To ensure tax compliance, US tax officials are using a disclosure or “information” return. Many disclosure returns give the IRS information about transactions that occur in countries outside the US. These returns allow the IRS to compare the information on the disclosure return with an expat’s individual tax return to make sure all required transactions are being reported.

Who Must File Form 8858

Form 8858, Information Return of US Persons With Respect to Foreign Disregarded Entities, is a disclosure return that gives the IRS information about foreign disregarded entities (FDEs). These are business entities created outside of the US and not taxed as separate entities by the US.

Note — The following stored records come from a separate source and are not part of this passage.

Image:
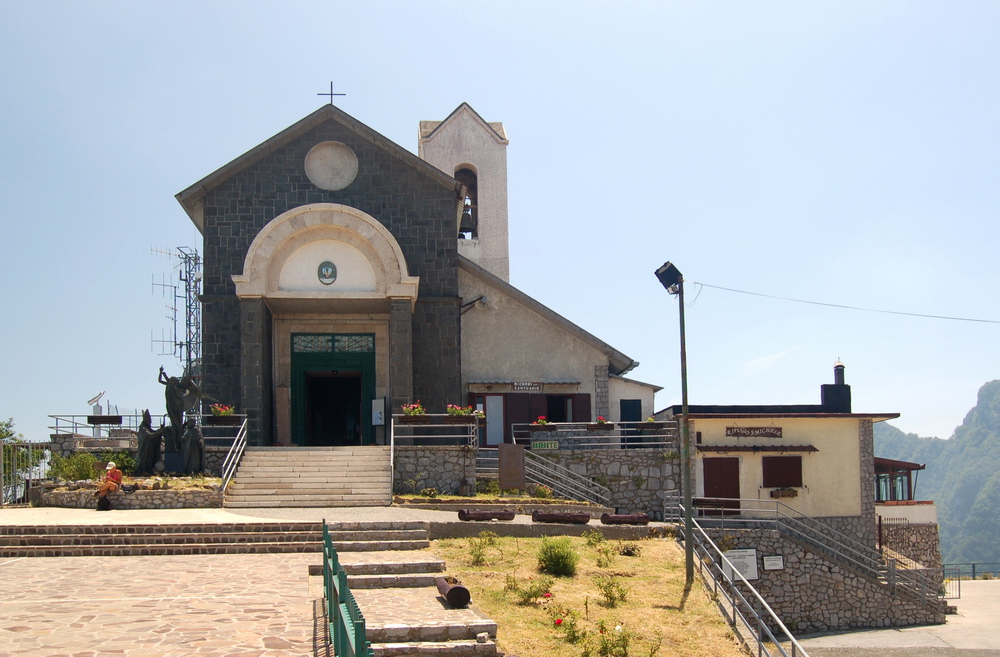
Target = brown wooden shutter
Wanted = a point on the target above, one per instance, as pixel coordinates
(782, 471)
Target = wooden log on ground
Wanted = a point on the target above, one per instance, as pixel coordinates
(565, 518)
(625, 518)
(457, 595)
(473, 514)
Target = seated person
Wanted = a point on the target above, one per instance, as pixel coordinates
(112, 481)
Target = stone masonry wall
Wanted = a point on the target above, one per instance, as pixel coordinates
(637, 478)
(141, 499)
(816, 594)
(446, 468)
(918, 542)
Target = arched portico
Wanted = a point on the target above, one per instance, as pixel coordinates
(327, 290)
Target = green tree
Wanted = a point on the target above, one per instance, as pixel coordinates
(20, 458)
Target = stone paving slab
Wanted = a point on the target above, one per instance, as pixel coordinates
(167, 606)
(408, 614)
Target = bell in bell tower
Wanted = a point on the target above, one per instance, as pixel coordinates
(474, 152)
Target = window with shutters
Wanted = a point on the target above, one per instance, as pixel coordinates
(782, 472)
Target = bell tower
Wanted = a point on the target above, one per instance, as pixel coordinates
(474, 152)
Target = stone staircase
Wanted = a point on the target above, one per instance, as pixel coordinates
(271, 477)
(404, 613)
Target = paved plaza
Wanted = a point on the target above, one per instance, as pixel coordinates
(252, 605)
(265, 605)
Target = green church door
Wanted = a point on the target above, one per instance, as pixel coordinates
(333, 384)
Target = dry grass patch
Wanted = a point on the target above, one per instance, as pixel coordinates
(626, 606)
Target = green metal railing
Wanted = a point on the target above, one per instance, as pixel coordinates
(346, 623)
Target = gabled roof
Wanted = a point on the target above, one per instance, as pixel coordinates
(428, 128)
(191, 197)
(618, 362)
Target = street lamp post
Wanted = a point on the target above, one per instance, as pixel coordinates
(672, 279)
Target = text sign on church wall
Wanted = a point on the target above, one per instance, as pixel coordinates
(753, 432)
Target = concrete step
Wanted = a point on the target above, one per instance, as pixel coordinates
(292, 491)
(430, 631)
(465, 648)
(331, 498)
(401, 581)
(157, 550)
(264, 503)
(379, 546)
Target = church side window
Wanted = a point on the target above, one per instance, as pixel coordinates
(469, 226)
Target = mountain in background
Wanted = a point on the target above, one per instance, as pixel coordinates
(962, 477)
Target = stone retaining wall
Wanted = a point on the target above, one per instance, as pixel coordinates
(918, 542)
(816, 594)
(449, 469)
(192, 498)
(637, 478)
(67, 444)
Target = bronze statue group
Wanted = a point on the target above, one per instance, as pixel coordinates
(181, 436)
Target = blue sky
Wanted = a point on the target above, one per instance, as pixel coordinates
(841, 152)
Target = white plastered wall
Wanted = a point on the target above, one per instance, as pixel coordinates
(831, 476)
(619, 389)
(505, 341)
(465, 140)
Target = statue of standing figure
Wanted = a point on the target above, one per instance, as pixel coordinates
(181, 396)
(193, 448)
(150, 446)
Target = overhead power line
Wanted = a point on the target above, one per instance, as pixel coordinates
(837, 305)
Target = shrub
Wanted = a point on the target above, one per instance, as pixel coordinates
(557, 557)
(605, 556)
(529, 593)
(478, 547)
(594, 537)
(612, 589)
(629, 550)
(81, 465)
(487, 486)
(543, 492)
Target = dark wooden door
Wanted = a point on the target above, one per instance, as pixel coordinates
(722, 480)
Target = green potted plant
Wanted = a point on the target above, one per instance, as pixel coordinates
(222, 415)
(414, 413)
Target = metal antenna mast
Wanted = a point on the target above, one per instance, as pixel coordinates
(186, 294)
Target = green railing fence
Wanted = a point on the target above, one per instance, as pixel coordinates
(346, 623)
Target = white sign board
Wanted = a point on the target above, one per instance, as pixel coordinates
(744, 560)
(774, 562)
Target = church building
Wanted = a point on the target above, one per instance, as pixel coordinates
(345, 276)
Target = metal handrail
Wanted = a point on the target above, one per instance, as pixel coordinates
(577, 435)
(712, 559)
(234, 455)
(344, 618)
(469, 437)
(821, 536)
(562, 480)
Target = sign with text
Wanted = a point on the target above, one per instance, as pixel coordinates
(753, 432)
(743, 560)
(774, 562)
(544, 444)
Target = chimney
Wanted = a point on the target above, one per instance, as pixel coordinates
(836, 397)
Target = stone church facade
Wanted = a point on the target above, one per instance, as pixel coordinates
(342, 271)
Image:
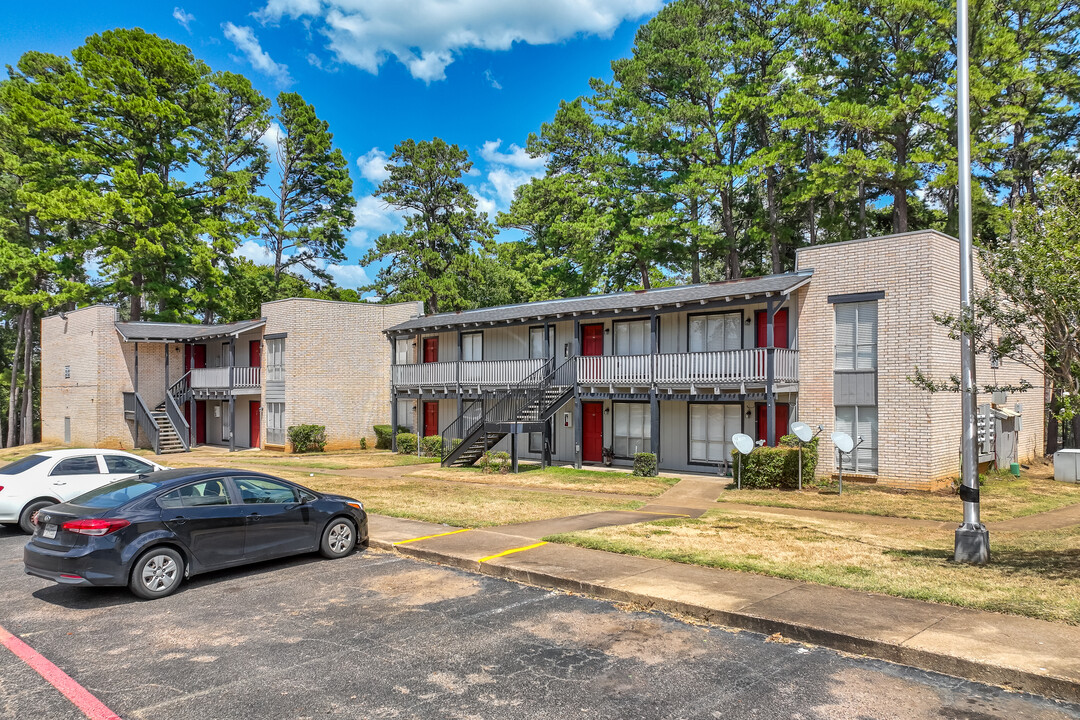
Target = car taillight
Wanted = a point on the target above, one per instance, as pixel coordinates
(95, 527)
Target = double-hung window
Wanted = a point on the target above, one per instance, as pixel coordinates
(715, 331)
(712, 426)
(632, 429)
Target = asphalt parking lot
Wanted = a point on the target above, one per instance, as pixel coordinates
(379, 636)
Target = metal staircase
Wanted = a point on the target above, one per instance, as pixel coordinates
(523, 408)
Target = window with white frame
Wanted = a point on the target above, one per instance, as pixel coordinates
(275, 358)
(712, 426)
(856, 336)
(859, 421)
(715, 331)
(631, 429)
(275, 423)
(472, 347)
(632, 338)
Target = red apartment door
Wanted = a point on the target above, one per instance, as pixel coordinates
(779, 328)
(763, 421)
(255, 411)
(430, 419)
(431, 350)
(592, 432)
(592, 339)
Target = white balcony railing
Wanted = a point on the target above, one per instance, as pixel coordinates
(217, 378)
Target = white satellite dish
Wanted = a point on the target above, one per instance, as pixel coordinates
(842, 442)
(802, 432)
(743, 443)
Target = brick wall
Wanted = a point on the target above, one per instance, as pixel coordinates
(337, 364)
(918, 432)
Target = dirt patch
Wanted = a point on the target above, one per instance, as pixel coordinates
(419, 587)
(646, 639)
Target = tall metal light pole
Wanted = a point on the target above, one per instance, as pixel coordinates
(972, 539)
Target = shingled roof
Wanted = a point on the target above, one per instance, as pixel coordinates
(662, 297)
(183, 331)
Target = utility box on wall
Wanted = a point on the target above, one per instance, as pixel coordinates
(1067, 465)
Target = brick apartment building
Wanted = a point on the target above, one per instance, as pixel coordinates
(169, 385)
(678, 370)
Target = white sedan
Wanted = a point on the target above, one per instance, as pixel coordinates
(55, 476)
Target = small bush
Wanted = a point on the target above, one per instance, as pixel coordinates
(406, 443)
(495, 462)
(308, 438)
(645, 464)
(382, 436)
(777, 467)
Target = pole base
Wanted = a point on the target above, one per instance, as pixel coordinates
(972, 544)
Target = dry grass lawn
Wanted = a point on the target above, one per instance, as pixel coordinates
(1002, 498)
(1033, 573)
(559, 478)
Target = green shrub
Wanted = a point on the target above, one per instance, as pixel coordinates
(645, 464)
(779, 466)
(382, 436)
(308, 438)
(406, 443)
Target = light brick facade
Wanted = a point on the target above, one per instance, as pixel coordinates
(918, 432)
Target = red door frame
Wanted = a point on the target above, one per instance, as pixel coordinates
(592, 432)
(431, 350)
(783, 412)
(254, 417)
(431, 418)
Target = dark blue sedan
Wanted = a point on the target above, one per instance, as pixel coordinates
(150, 531)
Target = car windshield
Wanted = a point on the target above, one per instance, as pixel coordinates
(115, 493)
(22, 465)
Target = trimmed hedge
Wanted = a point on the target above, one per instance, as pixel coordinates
(382, 435)
(308, 438)
(645, 464)
(777, 467)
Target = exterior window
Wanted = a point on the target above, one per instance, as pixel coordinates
(632, 338)
(472, 347)
(632, 429)
(536, 342)
(860, 421)
(275, 358)
(711, 431)
(275, 423)
(856, 336)
(716, 331)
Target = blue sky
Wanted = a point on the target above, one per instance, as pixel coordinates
(481, 73)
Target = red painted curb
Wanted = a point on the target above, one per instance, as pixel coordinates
(81, 697)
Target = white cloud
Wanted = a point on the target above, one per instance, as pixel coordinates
(516, 158)
(373, 165)
(348, 275)
(245, 41)
(427, 35)
(184, 18)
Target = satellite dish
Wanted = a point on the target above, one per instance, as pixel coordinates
(802, 432)
(743, 443)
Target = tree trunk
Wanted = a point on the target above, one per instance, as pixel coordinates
(28, 379)
(13, 392)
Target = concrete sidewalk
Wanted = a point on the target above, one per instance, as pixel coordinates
(1022, 653)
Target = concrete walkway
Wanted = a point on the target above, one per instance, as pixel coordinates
(1026, 654)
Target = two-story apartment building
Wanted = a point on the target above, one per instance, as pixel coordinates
(171, 385)
(678, 370)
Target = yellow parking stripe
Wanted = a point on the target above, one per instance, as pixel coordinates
(510, 552)
(441, 534)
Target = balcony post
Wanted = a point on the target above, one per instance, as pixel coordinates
(770, 375)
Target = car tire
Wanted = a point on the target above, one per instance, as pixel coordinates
(157, 573)
(26, 517)
(339, 538)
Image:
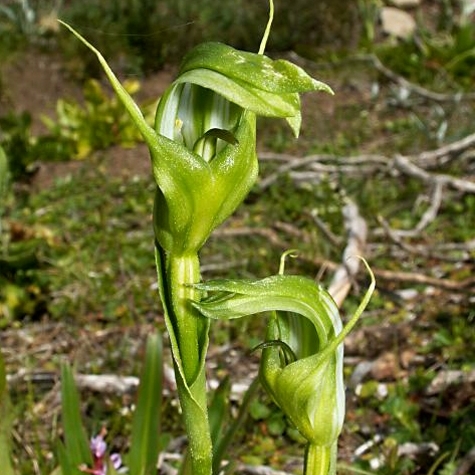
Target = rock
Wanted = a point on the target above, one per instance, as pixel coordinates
(397, 23)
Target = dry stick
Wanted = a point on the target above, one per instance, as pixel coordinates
(428, 217)
(421, 91)
(431, 158)
(465, 285)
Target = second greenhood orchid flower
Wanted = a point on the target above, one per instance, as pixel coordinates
(302, 358)
(203, 145)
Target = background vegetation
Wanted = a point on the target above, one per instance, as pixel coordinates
(77, 277)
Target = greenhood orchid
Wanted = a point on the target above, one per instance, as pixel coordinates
(204, 161)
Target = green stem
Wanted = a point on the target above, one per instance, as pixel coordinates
(320, 460)
(190, 332)
(182, 272)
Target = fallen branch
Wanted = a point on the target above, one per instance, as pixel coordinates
(404, 165)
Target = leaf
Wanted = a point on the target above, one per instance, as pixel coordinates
(145, 443)
(5, 423)
(76, 442)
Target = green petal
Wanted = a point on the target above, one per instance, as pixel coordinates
(239, 298)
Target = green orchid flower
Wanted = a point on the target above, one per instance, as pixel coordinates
(203, 145)
(209, 112)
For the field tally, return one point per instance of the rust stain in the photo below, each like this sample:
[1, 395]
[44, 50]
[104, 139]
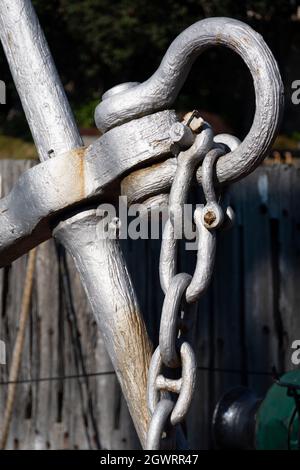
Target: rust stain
[134, 363]
[78, 155]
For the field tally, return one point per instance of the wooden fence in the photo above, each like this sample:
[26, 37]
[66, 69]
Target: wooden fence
[245, 325]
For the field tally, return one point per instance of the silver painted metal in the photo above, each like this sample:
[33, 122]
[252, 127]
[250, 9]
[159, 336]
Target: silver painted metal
[160, 90]
[108, 286]
[184, 386]
[75, 177]
[134, 135]
[43, 98]
[158, 178]
[206, 253]
[182, 135]
[212, 214]
[158, 423]
[53, 128]
[186, 165]
[169, 319]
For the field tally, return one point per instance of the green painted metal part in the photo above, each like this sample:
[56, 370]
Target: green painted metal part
[277, 423]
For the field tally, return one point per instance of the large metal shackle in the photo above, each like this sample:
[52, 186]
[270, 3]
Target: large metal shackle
[127, 102]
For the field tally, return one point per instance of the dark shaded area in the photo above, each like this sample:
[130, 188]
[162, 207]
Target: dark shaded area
[97, 44]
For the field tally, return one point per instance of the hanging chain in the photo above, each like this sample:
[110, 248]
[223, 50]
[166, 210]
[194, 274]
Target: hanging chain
[172, 369]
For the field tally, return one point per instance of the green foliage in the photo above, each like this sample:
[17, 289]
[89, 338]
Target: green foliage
[99, 43]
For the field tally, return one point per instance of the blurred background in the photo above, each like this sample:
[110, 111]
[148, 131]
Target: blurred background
[98, 43]
[68, 396]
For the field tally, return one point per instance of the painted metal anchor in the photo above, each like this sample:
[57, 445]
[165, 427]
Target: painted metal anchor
[59, 196]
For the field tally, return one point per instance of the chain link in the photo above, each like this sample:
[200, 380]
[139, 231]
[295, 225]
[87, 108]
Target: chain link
[182, 290]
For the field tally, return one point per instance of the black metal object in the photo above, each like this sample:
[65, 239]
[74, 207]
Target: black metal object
[233, 424]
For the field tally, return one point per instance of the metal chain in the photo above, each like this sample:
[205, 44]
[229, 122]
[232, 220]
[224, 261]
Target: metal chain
[182, 291]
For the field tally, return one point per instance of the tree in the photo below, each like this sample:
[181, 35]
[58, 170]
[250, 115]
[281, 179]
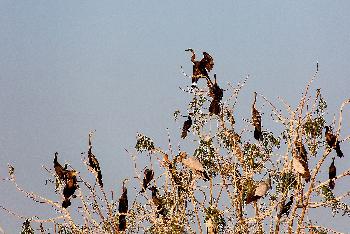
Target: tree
[240, 177]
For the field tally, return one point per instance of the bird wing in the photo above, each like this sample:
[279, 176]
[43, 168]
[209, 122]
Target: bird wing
[207, 61]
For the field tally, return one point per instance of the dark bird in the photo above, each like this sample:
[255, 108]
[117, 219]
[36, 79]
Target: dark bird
[149, 174]
[214, 90]
[70, 187]
[215, 107]
[332, 172]
[60, 171]
[260, 191]
[157, 202]
[286, 207]
[186, 127]
[123, 208]
[93, 163]
[202, 67]
[256, 117]
[333, 142]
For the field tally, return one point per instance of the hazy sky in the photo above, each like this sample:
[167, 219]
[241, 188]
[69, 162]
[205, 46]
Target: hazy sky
[67, 67]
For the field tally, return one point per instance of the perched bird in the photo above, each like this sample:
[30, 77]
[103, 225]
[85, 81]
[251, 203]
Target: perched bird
[70, 187]
[60, 171]
[332, 172]
[149, 174]
[286, 207]
[93, 163]
[259, 191]
[333, 142]
[123, 208]
[214, 90]
[157, 202]
[214, 107]
[256, 117]
[194, 165]
[202, 67]
[186, 127]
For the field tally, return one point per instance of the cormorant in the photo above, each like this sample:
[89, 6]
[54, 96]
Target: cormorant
[333, 142]
[202, 67]
[332, 172]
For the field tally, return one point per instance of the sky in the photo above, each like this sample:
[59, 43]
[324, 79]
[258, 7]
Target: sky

In other words, they are disregarded as an entity separate from their owners for US tax purposes. A foreign business entity that is comparable to a US LLC can be treated as a disregarded entity under US tax rules. Keep in mind that Form 8858 is required by entities treated as FDEs under US tax rules; whether the entity is treated as a disregarded entity under the rules of the country where it was formed does not have any effect on Form 8858 filing requirements.

If a foreign entity (such as an entity comparable to an LLC) is not a partnership and does not elect to be treated as a corporation for US tax purposes, then it is treated by the US as a foreign disregarded entity, and its owner has to file Form 8858 with his or her personal income tax return every year.

You may also have to file Form 8858 if you own all or part of a controlled foreign corporation or a controlled foreign partnership that owns an FDE.

The information needed to complete Form 8858 includes identifying information for yourself and the FDE. Most 8858 filers also have to report balance sheet and income statement information in the functional currency of the foreign disregarded entity. If you own an FDE that is no longer active, Form 8858 still has to be attached to your tax return each year. However, a summary Form 8858 prepared under specific rules for a dormant FDE may suffice. The summary Form 8858 includes only the identifying information of the entity.

Form 8858 is a reminder to expats that very specific US tax reporting forms exist and are required of some expats. If you own a business entity that is not taxed separately by the US, then you may own a foreign disregarded entity. You should make sure that your US tax return includes Form 8858 for any foreign disregarded entity that you own.